39-73, Graham Park Road, with projecting walls, steps and garages is a Grade II listed building in the Newcastle upon Tyne local planning authority area, England. First listed on 11 July 2001. Flats. 16 related planning applications.

39-73, Graham Park Road, with projecting walls, steps and garages

WRENN ID
fallen-quoin-vetch
Grade
II
Local Planning Authority
Newcastle upon Tyne
Country
England
Date first listed
11 July 2001
Type
Flats
Source
Historic England listing

Description

Block of 18 council flats, some now privately owned, located on Graham Park Road with projecting walls, steps and garages. Designed in 1948-9 and built in 1951-2 by Clifford Wyld, District Surveyor, for Gosforth Urban District Council.

The building is constructed of buff brick with concrete dressings and pantiled roofs. The flats are arranged in an L-shaped plan, with 15 flats facing Graham Park Road and three facing the Great North Road, a configuration that shields the rear gardens from traffic noise. The flats are organised in three groups of six, set in pairs off three staircases and rising three storeys, with a semi-basement to the wing fronting Great North Road.

The elevation to Great North Road displays three windows per floor on the principal levels. All windows are steel with opening casements on projecting hinges. The ground floor contains five small lights and two groups of three lights serving storage rooms and a boiler house. Upper floors feature projecting concrete frames to square windows with inset metal frames and side casements, with a small larder window on each floor. A ridge chimney and boiler house stack occupy the right side.

The right return to Graham Park Road presents a projecting gable for the front range with a window to the left of the stack and balconies to the right. The long range to the right of the gable extends three storeys. The flats are arranged in three groups of seven bays, each with double glazed doors recessed under a canopy on sloping metal poles. Above the entrances are two stair windows. Two flats occupy each floor, flanked by tiers of balconies with four windows, the central pair larger. Windows sit in projecting concrete frames and balconies feature patterned steel balustrades. Doors at each end of the balconies provide access to the kitchen and staircase. Rubbish chutes are located on each balcony except the ground floor, which has a rubbish bin at the chute base in a cupboard.

The rear elevation, overlooking The Poplars, contains similar balconies accessed from the sitting room and main bedroom. A colonnaded shelter on the left return of the front range, designed as a sheltered play area for small children, provides access to storage cupboards and the boiler room. Heating is supplied by a district system on a loop, with original radiators surviving.
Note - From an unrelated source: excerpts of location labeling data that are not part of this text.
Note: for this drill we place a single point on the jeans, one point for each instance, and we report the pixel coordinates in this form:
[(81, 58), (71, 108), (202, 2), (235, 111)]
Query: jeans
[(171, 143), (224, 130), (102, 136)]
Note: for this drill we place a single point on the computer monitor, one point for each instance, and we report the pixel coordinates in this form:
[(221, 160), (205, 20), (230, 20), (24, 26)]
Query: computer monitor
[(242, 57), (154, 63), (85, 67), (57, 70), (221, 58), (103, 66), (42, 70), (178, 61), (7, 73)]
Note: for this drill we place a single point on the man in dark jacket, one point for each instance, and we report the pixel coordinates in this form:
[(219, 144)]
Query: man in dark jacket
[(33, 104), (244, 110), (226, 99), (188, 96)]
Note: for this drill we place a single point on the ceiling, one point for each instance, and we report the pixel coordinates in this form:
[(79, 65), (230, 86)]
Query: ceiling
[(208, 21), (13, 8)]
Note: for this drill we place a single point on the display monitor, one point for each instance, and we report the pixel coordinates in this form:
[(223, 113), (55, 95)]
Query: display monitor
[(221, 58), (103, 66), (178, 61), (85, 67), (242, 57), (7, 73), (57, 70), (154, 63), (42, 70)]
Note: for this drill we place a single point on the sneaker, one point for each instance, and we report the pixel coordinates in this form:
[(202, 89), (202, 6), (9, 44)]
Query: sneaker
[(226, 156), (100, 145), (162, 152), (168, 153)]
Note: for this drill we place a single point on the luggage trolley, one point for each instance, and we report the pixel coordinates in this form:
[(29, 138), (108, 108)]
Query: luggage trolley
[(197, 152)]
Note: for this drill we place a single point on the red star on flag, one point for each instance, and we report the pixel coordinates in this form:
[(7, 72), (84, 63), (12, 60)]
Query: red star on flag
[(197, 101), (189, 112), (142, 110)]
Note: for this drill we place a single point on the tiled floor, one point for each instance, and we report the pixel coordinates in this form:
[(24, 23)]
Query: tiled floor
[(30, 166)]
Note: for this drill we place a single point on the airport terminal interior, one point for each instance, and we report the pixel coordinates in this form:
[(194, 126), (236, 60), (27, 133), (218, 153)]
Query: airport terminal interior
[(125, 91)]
The interiors feature fine open-well staircases with steel balustrades and tiled floors and dados. Each flat has a recessed glass brick beside the door with a letter box set in the wall beneath. A long corridor contains toilet, bathroom and kitchen on one side and bedrooms on the other. At the corridor's end, the dining room adjoins the kitchen and the sitting room adjoins the main bedroom. The kitchen includes a hatch to the dining room and, in some flats, original storage shelves, cupboards and a tiled shelf over an alcove fitted with a gas pipe, possibly for an oven or refrigerator. A glazed screen between the dining and sitting rooms allows good light to each space. Skirting boards are curved to provide a wide flat edge for fitted carpets to ease cleaning. The standard of planning and finish throughout is very high.

The site is enclosed by low walls with chamfered stone coping and steel or wrought-iron gates matching the wall height. A row of fourteen garages facing The Poplars forms an integral part of the scheme, with some doors renewed.